Bu plan eksiksiz uygulanıyor, CHP'li MEDYA Ankara'da Melih GÖKÇEK'le ilgili sistemli karalama ve iftira kampanyası yürütüyor. GÖKÇEK'e cevap hakkı verilmiyor.

Yanlı iğrenç bir kampanya olanca hızıyla devam ediyor.

Örneğin; son aylarda Hürriyet Ankara ilavesinde KARAYALÇIN 'la ilgili 102 olumlu 3 olumsuz haber çıkarken, Mansur YAVAŞ 'la ilgili 57 haberin tümü olumluydu. Buna karşılık Melih GÖKÇEK'le ilgili aynı gazetede aynı sürede 552 olumsuz, 12 olumlu haber yer alıyordu. Bu derece yanlı yayın Cumhuriyet tarihinde ilk defa görüldü.

Melih GÖKÇEK 4 Şubat 2009 tarihinden itibaren çıktığı her televizyon konuşmasında aşağıda size sıraladığımız iftiraların ve karalamaların muhatabı oldu.

Verilen sayısız cevaba rağmen aynı konular tekrar-tekrar soruldu.

Çünkü baronlar bu seçim kampanyasını karalama ve iftira zeminine oturtmakta kararlıydılar.
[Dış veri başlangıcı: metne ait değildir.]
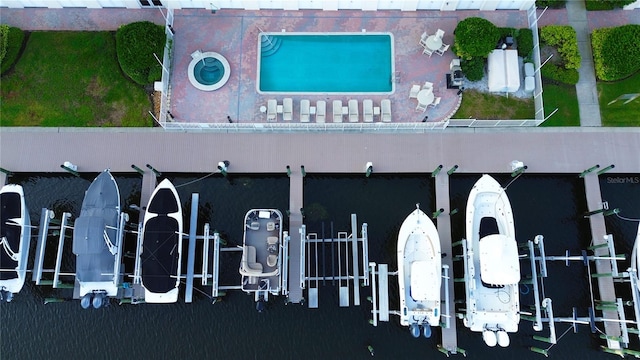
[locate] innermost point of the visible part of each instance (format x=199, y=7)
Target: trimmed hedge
x=14, y=39
x=553, y=4
x=606, y=4
x=616, y=52
x=475, y=36
x=473, y=68
x=135, y=45
x=524, y=40
x=564, y=39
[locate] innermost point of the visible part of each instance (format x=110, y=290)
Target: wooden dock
x=543, y=150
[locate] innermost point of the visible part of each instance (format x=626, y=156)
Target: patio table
x=433, y=42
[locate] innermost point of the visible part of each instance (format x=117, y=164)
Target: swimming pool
x=325, y=63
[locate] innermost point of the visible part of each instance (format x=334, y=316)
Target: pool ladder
x=269, y=44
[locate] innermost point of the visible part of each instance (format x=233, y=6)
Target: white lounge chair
x=367, y=110
x=442, y=49
x=337, y=111
x=413, y=93
x=272, y=106
x=321, y=111
x=353, y=110
x=385, y=115
x=287, y=109
x=304, y=110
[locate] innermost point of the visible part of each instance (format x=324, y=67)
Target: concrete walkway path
x=586, y=87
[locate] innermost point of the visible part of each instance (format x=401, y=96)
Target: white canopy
x=504, y=71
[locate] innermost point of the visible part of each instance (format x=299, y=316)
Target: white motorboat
x=96, y=243
x=419, y=273
x=161, y=255
x=262, y=249
x=492, y=268
x=15, y=232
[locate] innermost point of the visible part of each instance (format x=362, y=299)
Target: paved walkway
x=586, y=87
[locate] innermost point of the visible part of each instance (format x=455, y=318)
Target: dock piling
x=156, y=172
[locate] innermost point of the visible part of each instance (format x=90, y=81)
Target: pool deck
x=234, y=34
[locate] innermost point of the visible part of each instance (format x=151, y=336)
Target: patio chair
x=353, y=110
x=442, y=49
x=287, y=109
x=423, y=39
x=321, y=111
x=272, y=106
x=385, y=115
x=337, y=110
x=304, y=110
x=367, y=110
x=413, y=93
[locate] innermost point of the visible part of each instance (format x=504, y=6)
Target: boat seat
x=249, y=265
x=488, y=226
x=254, y=225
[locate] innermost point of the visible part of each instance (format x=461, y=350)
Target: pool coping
x=334, y=33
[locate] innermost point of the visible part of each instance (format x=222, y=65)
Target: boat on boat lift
x=161, y=255
x=492, y=268
x=96, y=243
x=15, y=237
x=262, y=248
x=419, y=273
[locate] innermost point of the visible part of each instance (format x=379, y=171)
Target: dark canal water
x=551, y=205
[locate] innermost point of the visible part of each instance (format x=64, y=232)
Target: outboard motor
x=98, y=301
x=85, y=302
x=489, y=337
x=426, y=330
x=503, y=338
x=415, y=330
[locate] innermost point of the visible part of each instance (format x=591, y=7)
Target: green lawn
x=618, y=114
x=563, y=97
x=479, y=105
x=71, y=79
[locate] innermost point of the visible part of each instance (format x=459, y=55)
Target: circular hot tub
x=208, y=71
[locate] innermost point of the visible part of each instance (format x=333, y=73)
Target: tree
x=475, y=37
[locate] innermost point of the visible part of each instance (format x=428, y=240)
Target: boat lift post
x=63, y=230
x=46, y=216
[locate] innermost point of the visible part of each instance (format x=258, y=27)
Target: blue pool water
x=327, y=63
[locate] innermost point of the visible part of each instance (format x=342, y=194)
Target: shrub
x=475, y=37
x=525, y=42
x=554, y=4
x=14, y=38
x=616, y=52
x=135, y=45
x=606, y=4
x=473, y=68
x=563, y=38
x=560, y=74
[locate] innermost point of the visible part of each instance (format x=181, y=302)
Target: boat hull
x=419, y=271
x=95, y=237
x=491, y=259
x=161, y=255
x=15, y=234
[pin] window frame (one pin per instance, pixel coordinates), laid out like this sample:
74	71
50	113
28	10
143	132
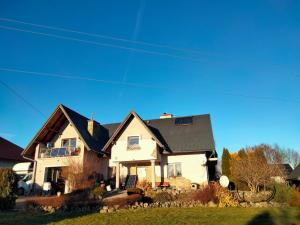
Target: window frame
177	171
134	146
69	142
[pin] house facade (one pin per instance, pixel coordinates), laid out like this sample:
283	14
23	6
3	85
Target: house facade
177	151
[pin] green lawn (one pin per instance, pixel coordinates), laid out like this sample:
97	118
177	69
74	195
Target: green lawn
163	216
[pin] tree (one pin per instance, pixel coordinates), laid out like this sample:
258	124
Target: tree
226	158
258	167
289	155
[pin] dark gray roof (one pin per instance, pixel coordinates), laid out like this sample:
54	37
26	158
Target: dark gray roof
295	174
197	136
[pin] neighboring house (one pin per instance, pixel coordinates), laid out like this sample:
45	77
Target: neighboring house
287	169
294	176
174	150
10	154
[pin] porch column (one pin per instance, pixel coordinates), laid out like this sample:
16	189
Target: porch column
117	175
153	172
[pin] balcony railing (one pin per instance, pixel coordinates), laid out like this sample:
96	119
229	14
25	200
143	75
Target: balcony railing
58	152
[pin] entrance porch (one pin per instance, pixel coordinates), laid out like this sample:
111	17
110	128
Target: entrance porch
149	170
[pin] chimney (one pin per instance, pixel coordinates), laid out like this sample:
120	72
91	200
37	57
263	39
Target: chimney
92	126
166	116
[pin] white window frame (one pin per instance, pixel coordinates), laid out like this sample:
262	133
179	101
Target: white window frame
137	147
174	169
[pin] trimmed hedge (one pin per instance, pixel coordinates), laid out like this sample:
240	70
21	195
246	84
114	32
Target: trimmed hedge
8	189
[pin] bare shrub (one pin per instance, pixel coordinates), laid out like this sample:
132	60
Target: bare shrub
258	166
206	194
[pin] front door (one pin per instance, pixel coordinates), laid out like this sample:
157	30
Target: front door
141	172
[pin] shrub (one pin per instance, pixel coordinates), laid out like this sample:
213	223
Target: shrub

Oysa belediye seçimlerinde tartışılması gereken tek konu projeler ve belediyecilikte yapılanların tartışılması olmalıydı. ŞİMDİ BU OYUNU BOZUYORUZ... 1 Mart 2009 tarihinden itibaren televizyonlarda, radyolarda ve gazetelerde sadece projelerimiz ve yaptıklarımız konusunda sorulanlara cevap vereceğiz.
Bize yapılan karalama ve iftiralar konusunda internet sayfamızdaki cevaplara bakmalarını isteyeceğiz. Yani bize sual soran kişilere www.melihgokcek.com.tr adresine giriniz "iftira ve karalamalara cevaplar" bölümünde "... numaralı cevabımızı okuyunuz" diyerek cevap vereceğiz.
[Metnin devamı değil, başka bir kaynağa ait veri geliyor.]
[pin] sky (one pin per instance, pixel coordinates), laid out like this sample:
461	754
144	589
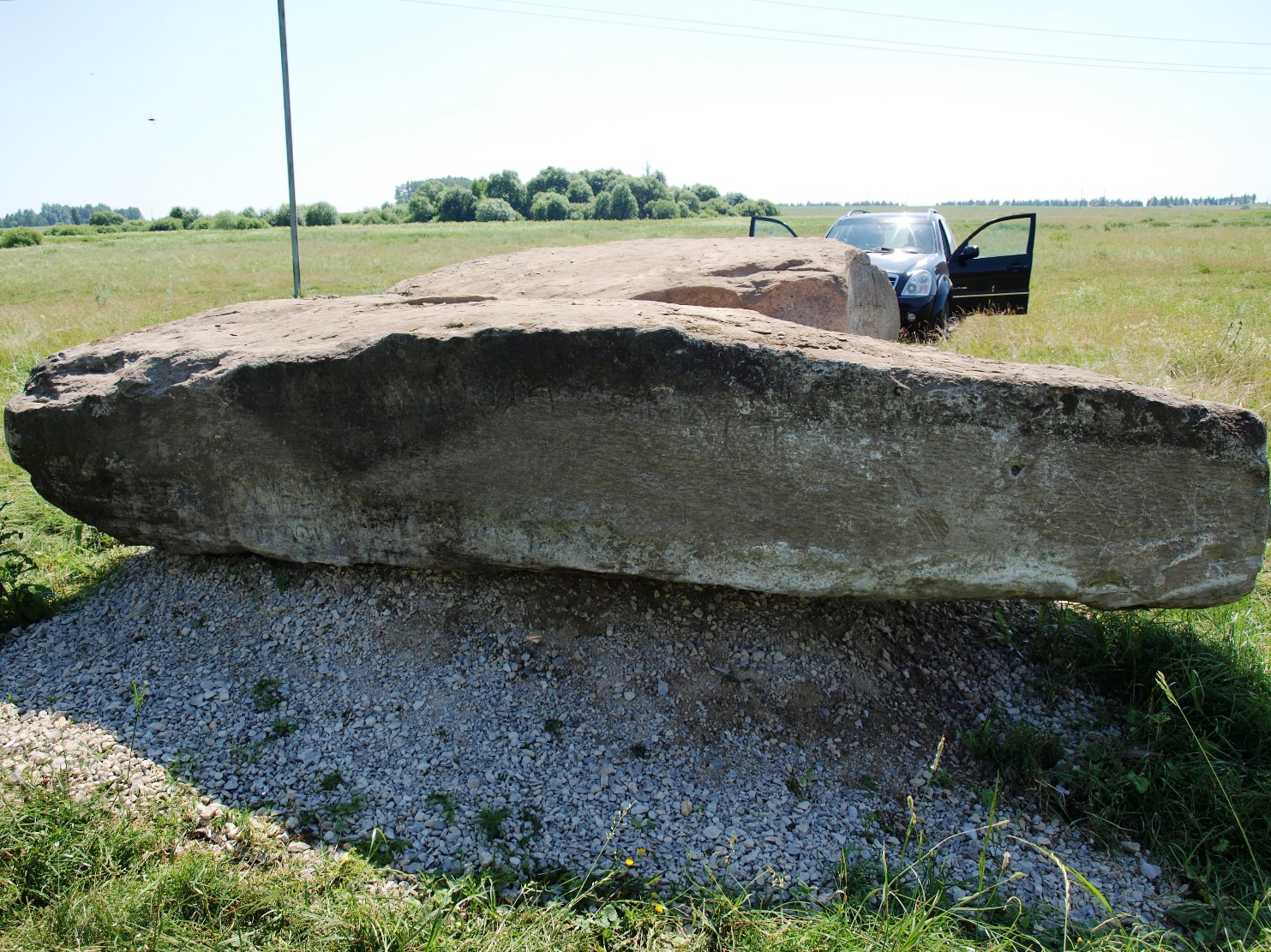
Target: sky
179	102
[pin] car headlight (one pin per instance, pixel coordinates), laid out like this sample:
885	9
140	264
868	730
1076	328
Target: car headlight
919	285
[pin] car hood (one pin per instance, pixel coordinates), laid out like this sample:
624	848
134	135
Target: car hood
904	262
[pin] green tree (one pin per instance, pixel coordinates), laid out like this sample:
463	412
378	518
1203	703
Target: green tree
321	213
457	204
689	199
662	209
579	191
421	207
649	189
549	179
549	207
621	202
495	210
506	184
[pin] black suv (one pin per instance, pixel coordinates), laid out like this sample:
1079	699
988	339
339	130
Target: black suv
933	276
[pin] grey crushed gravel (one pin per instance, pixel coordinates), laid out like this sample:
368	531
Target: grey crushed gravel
587	722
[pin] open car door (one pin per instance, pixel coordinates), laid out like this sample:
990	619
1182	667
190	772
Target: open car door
992	273
763	226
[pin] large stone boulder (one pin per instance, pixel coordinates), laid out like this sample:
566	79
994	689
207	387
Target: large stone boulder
705	445
813	281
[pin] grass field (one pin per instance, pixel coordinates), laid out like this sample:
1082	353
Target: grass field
1173	297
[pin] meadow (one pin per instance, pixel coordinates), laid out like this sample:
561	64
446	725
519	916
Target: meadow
1171	297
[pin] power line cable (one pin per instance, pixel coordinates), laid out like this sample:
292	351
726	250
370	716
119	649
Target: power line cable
726	29
1010	26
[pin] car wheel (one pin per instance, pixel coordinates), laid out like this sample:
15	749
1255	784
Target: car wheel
941	320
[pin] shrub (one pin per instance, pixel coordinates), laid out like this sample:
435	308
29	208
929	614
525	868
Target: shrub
457	204
649	189
662	209
282	216
689	200
757	207
495	210
549	179
621	202
105	216
602	179
506	184
420	207
186	215
579	191
19	238
549	207
321	213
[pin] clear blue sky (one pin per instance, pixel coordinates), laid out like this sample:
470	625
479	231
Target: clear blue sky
387	91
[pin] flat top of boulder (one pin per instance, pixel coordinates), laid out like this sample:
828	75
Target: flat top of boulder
317	328
626	270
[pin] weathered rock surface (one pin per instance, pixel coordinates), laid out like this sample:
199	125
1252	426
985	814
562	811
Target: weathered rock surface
813	281
704	445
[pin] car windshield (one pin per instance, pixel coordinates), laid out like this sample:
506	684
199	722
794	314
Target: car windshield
894	233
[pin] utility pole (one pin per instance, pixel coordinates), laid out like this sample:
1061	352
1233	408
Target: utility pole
291	163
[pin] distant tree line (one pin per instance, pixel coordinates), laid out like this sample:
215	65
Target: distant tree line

1 Mart 2009'dan itibaren artık sadece ve sadece sizlere projelerimizi ve yaptıklarımızı anlatacağız. Bu sayede Belediye Başkan Adaylarının farkı fark edilecek...

Saygılarımla...

İ. Melih GÖKÇEK

İftira 1 Melih Gökçek Ankara Büyükşehir Belediyesi'ni borç batağına soktu. GÖKÇEK'in hazineye 4 buçuk katrilyon lira borcu var.

Hazineye olan borç kesinlikle GÖKÇEK döneminde kalan bir borç değildir. KARAYALÇIN döneminde Büyükşehir, ASKİ ve EGO 2 Milyar dolar borca sokulmuştur. Bu borcun faizi de en az 2 milyar dolardır. Yani toplam borç 4 milyar dolar bir başka deyişle ve bugünkü rayiçle, 7 buçuk katrilyon liradır. Yaptığımız tüm ödemelere karşın halen hazineye 4 buçuk katrilyon borcumuz vardır.

KARAYALÇIN Ankara'nın 30 yıllık geleceğini ipotek altına sokmuştur. KARAYALÇIN bugün bunu inkâr etse de 03.01.1993 tarihinde Hürriyet gazetesine verdiği röportajda Ankara'nın istikbalini ipotek altına soktuğunu itiraf etmiştir. (Ek Belge - 1 ) ( Ek Belge - 2 )



Bu borçlanmalarda insafsız ve sorumsuz anlaşmalar yapılmıştır. Bu anlaşmaları Melih GÖKÇEK yapsaydı senelerce mahkemelerde sürünürdü.

Örneğin; Rahmetli Mehmet ALTINSOY tarafından Yap-İşlet-Devret metodu ile 428 milyon dolara ihale edilen Metro, KARAYALÇIN tarafından 4 yıl sonra anahtar teslimine çevrilerek aynı firmaya (Başka firmadan herhangi bir teklif almadan) 709 milyon dolara verilmiştir. Aradaki fark 281 milyon dolardır. Zaman içindeki faizinin de % 100 olacağını kabul edecek olursak belediyenin zararı 562 milyon dolar (bugünkü rayiçle 950 trilyon) dır.

Dünyanın hiçbir ülkesinde, hiçbir zaman anahtar teslimi ihale Yap-İşlet-Devret' ten pahalı olmamıştır. KARAYALÇIN attığı bu kazıkla Ankaralının istikbalini karartmıştır.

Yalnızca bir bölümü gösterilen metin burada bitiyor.